After a Shaky Lift-Off the Georgia Satellites Are Sitting on Top of the World
The gift horse in question is called Keep Your Hands to Yourself and if it's all wrong, millions of American record buyers can't hear right. Sure it sounds just like the Satellites look—white trash on beer. But the song's raunchy guitars are irresistible, and the likes of Baird's hillbilly yodel hasn't been heard since Hank Williams dove into a cold lake. Yet for all their retro appeal, the Satellites—Baird, Richards, bassist Rick Price, 35, and drummer Mauro Magellan, 32—could not have rocketed into the orbit they now enjoy without a big boost from MTV. The group's low-tech, low-budget and decidedly lowbrow video—about a yokel on the business end of a shotgun wedding—was a viewer favorite that stuck out from most high-tone video fare like a scuffed knee in ripped jeans. Now Baird is hoping that Battleship Chains, the follow-up single from the band's platinum debut LP Georgia Satellites, proves to be just as "dumb" as Hands. "I'm not interested in doing anything fancy," he says. "I just basically want the killer groove in there. Why waste time experimenting when you can actually get up there and do something? Like why would Picasso go mess around with French impressionism? He can do what he does just great, and so can we."
A nice self-portrait, and one that the Atlanta-based Satellites are out to prove true. An endless road trip that began last September now finds them in London, where the band's hip hick image and look—scraggly hair, unkempt jeans, black sneaks, tight T-shirts and beer bellies—is a hit with the Brits. But Baird still worries that the Satellites will be mistaken for some brainy, neo-wave band from the Athens, Ga. music scene. "To me," he says, "Otis Redding is so Southern—just the way he'd say 'err-ler' in the morning, instead of 'earlier.' I don't see the same Southerness in a band like Love Tractor. The Athens crowd goes for Flannery O'Connor; we go for the lower case, the Tennessee Williams kind of people." In its younger days, Richards remembers, the band had artistic pretensions. "But as we got older, we realized exactly where we were—more akin to Molly Hatchet."
Guitar players since their teens, Richards, an army brat from Jasper, Ga., and Baird, an Atlanta native, discovered a mutual affinity for Southern rock when they met in 1980 in an Atlanta guitar shop where Baird was working. He and Richards, a janitor in a rock club across the street, were soon jamming after hours in the basement of an Atlanta rib joint. "It was real nasty, just right," Baird says. "Had one nekkid light bulb."
From the barbeque pit, the boys moved to a small club "where the Satellites really grew up in 1981 and 1982," Baird says. "Everybody has to go through a certain process, unless they're a natural genius like Elvis or David Lee Roth—but that's more Barnum and Bailey than rock 'n' roll."

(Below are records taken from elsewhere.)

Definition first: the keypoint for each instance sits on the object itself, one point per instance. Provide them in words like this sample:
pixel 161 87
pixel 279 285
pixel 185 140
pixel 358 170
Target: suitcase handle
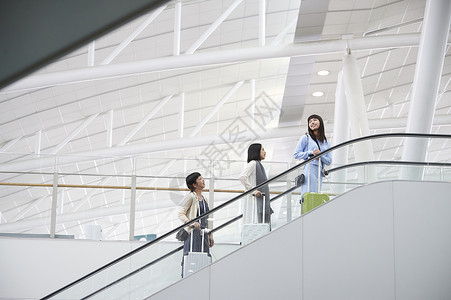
pixel 256 209
pixel 202 232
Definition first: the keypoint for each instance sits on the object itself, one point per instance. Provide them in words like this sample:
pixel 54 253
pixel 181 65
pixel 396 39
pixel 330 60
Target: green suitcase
pixel 312 200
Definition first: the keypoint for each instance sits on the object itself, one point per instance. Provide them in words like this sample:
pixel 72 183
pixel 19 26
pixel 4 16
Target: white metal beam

Despite a strong local following, the group disbanded in 1984 after failing to land a recording contract. That might have been the end for the Satellites if a former road manager hadn't taken one of their rejected demo tapes to London, where it was released as a six-song EP. The music became a hit in England, and the band regrouped, released their LP and took off on a tour that hasn't stopped yet.
In front of a rowdy London audience, Baird is all honky-tonk bravado, introducing Price as a "lean, mean love machine" and Magellan as "100 lbs. of twisted steel and sex appeal." But backstage, Baird's wife of four years, Gina Webb, and Richards' fiancée, Paula, who have recently joined the tour, keep things in perspective. "They've just had this instant success," says Webb, still overwhelmed by her husband's sudden stardom. Then, sounding a bit like a groupie Scarlett O'Hara, she drawls, "Being here in Europe is just beyond my wildest dreams."